Уже в «Кислороде» проявляется то, что станет в поздней драматургии Вырыпаева едва ли не самым ключевым и одновременно самым спорным явлением. Назидательность, дидактичность автора, его «апостольская миссия», которая входит в диссонанс с воспеванием свободы и инстинкта. Дидактика ниспровергателя дидактики — вещь сколь закономерная, столь и странная. Автор «Кислорода» точно знает, что водку и пельмени употреблять нельзя, а пить сок и курить траву — можно. Провинциальный Серпухов оказывается образом духовной катастрофы, гиблым местом, а Москва — городом, в котором нет кислорода. Заправлять свитер в штаны и пользоваться дешевыми духами — это ущербно, а шампунь из крапивы, красивые дорогие очки и сандалии на веревочках — это прекрасно.

У Вырыпаева есть навсегда зафиксированное определение красоты и гармонии. Эти стандарты красоты каким-то удивительным образом соединяются со знанием о том, что нельзя соблазняться «рекламой, внушившей через телеэкран, какие продукты необходимо покупать, чтобы иметь право жить на этой земле». Разумеется, стиль обязывает: если пародируешь и переосмысляешь канон, то с очевидностью утверждаешь канон новый, это входит в правила игры. И пусть логика героя нам понятна и в чем-то близка, все же невозможно не ловить автора на противоречиях.

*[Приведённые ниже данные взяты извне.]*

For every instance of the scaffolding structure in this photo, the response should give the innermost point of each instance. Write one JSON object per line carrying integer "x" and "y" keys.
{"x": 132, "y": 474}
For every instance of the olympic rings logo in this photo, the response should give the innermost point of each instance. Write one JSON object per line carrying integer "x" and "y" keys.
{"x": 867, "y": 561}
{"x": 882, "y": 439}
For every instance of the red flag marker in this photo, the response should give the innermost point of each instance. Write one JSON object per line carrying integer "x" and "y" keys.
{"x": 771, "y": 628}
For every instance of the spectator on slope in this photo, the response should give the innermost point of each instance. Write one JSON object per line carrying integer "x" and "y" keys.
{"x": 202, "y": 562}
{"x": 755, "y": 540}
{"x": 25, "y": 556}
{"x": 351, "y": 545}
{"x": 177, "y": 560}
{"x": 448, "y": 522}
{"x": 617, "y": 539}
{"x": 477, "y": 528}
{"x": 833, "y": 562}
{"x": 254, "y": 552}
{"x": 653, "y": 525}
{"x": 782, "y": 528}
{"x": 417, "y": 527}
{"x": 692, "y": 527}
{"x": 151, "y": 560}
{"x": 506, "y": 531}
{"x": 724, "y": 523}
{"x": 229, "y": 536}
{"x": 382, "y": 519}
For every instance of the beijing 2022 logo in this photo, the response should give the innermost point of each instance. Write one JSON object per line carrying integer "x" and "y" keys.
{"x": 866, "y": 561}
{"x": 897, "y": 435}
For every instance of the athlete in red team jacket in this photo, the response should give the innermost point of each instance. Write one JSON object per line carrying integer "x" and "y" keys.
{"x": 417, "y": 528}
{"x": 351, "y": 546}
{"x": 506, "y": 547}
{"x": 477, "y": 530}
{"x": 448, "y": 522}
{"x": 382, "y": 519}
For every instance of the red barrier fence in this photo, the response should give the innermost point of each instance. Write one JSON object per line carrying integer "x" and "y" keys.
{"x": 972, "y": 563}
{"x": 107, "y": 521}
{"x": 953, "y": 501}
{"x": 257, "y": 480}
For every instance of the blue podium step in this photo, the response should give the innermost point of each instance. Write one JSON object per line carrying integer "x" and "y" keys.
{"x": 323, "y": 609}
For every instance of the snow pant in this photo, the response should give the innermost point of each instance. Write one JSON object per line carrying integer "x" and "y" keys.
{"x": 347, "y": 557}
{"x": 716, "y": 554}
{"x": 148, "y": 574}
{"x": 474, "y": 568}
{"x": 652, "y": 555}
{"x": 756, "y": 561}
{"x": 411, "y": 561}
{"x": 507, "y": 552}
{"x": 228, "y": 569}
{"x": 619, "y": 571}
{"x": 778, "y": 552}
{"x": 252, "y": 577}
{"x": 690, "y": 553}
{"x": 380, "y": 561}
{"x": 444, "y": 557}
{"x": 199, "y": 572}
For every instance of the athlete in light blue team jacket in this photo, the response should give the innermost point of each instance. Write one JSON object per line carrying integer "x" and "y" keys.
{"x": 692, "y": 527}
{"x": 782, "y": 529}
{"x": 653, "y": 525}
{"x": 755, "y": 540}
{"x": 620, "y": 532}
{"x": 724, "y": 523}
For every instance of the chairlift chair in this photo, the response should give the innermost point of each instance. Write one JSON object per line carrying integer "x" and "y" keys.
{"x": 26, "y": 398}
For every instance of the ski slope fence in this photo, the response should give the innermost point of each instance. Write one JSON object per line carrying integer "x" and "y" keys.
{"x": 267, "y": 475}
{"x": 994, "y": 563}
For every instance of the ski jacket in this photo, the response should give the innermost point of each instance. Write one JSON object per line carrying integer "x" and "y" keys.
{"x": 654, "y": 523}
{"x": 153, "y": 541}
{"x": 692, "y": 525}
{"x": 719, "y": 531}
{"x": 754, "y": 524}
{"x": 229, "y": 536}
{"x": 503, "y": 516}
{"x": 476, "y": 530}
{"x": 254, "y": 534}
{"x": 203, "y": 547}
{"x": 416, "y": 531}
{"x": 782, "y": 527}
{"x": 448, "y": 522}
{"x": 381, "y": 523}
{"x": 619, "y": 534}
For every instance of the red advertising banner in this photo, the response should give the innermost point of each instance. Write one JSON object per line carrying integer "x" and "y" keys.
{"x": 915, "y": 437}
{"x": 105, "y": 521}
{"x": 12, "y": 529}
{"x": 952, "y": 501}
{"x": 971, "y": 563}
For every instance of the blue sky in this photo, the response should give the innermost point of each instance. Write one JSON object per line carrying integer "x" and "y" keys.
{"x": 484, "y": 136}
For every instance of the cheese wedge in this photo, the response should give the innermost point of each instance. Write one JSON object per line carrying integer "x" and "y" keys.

И наконец, «Кислород» — это прекрасная сказка о современной любви. Кто-то должен был сказать о том, как сегодня она ощущается. Описать ее драматизм, нервное напряжение, ритм. Дать богатство образов любовной схватки, которая во многом реализована в самой структуре пьесы, где мужчина и женщина и подпевают друг другу, и ссорятся, и иронически выясняют отношения. Женщина — это кислород для мужчины. Поцеловал не ее тело, а ее саму. Любить — значит «творить милость». Любовь, которая сопряжена с преступлением. Жизнь человеческая в любви — это страна, где есть «только движение, только танцы и танцы».

Любовь дает героям права. И молодость дает права. В мир пришло еще одно поколение, у которого впереди — конечность (важно посвящение «Кислорода» драматургу Ольге Мухиной, их взгляды на поколение совпадают: их герои — яркие современные дети, чья яркость — не свидетельство беззаботности, а свидетельство апокалиптики новой жизни, сияние прощальной красоты). Это поколение устало от мира, который диктует правила игры и модели поведения. Любовь и молодость дают героям права, чтобы герои могли сочинить для самих себя закон и подчиняться только ему. А ответственность перед своей совестью и суд над собой — это страшная ответственность.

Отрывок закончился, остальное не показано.